Tonodeo was special to the kids near the corner of McKinley and Colden. Tonodeo had recently bought minibikes for his 11-year-old brother, Xavier, and himself.
"Marcus would fix my minibike and make it go faster," said neighbor Gary Winters, 11, as he nervously chewed on a yellow straw. "He was like another big brother to me. He taught me how to ride. But he made sure I didn't get hurt."
Tonodeo, a recreational aide at 99th Street Elementary School, and Coleman, who worked at Hollywood Park Casino, were often together.
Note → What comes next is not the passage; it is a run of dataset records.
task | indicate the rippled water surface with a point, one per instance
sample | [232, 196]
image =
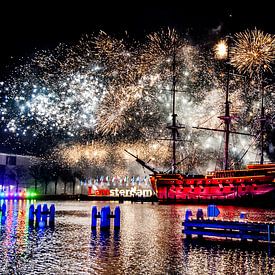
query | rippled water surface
[150, 241]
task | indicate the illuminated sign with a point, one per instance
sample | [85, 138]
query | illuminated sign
[133, 191]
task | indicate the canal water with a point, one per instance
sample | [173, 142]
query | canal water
[150, 241]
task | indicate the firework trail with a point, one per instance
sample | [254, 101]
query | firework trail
[120, 91]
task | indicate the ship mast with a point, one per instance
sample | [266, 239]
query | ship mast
[227, 118]
[174, 127]
[263, 120]
[174, 116]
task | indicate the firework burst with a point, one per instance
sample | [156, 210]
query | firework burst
[253, 52]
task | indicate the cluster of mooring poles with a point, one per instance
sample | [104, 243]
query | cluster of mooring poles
[105, 216]
[41, 217]
[212, 227]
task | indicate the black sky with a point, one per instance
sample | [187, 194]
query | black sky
[26, 27]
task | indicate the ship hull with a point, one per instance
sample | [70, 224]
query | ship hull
[177, 188]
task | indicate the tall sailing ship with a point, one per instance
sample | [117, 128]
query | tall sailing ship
[254, 183]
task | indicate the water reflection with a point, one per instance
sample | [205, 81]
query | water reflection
[150, 241]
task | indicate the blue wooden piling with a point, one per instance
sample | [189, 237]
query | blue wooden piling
[94, 217]
[3, 217]
[31, 215]
[188, 214]
[199, 214]
[117, 218]
[4, 209]
[229, 229]
[105, 218]
[38, 214]
[52, 215]
[44, 215]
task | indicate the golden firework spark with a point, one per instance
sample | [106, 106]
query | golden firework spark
[221, 50]
[253, 53]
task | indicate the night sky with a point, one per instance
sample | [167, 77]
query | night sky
[27, 27]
Twelve days ago, the two were driving at 12:30 p.m. when another car approached at 88th Place and Wall Street. Two men, armed with assault rifles, opened fire, quickly killing Coleman. Tonodeo tried to run. He was chased and knee-capped. Then the assailants, apparently gang members, stood over him, riddling his body with bullets.
"They need to go round up all these gangbangers that want to shoot people and send them off to Iraq," said Elizabeth Taylor, a family friend. "If you can't go out at 12 o'clock in the afternoon, when can you go out?"
Police have yet to make any arrests. Anyone with information on the killings can anonymously call (213) 485-6902.
"This was an unusually vicious killing, for no apparent reason," said Los Angeles Police Department homicide Det. Chris Barling. "There is nothing at all to suggest the victims were personally targeted. They weren't gang members. It's just so horrible for the kids. They just lost another coach."
The future of the Clippers is unknown.
One of them, Michael Mathis, 14, leaned against a fence and spoke quietly about his coaches. He was nearly drowned out by the giant speakers.
"Salim motivated us and Marcus was a good friend, but, man, he hardly had any time with us," he said. They have two games remaining this season and James Dawson, Salim's father, has taken over as coach.
"They want to play the rest of the season out," said Dawson, 52, who called Salim the perfect son. "After Salim was shot, they were really down. But after Marcus died too, it was like the team was in shock. It seemed liked they just couldn't accept it."
As darkness fell on Wednesday's celebration, a large poster board with Baby Marcus' picture in the center was placed under a small spotlight in a frontyard. Surrounding the image of a grinning Marcus were scores of signatures and farewells.
A little 7-year-old boy, Bashie, scribbled his name on the poster and stared at the picture.
"He was my friend and my cousin," Bashie said. "He was always playing with me. Mister, I'm really sad. But, it makes me feel kinda happy to see his picture."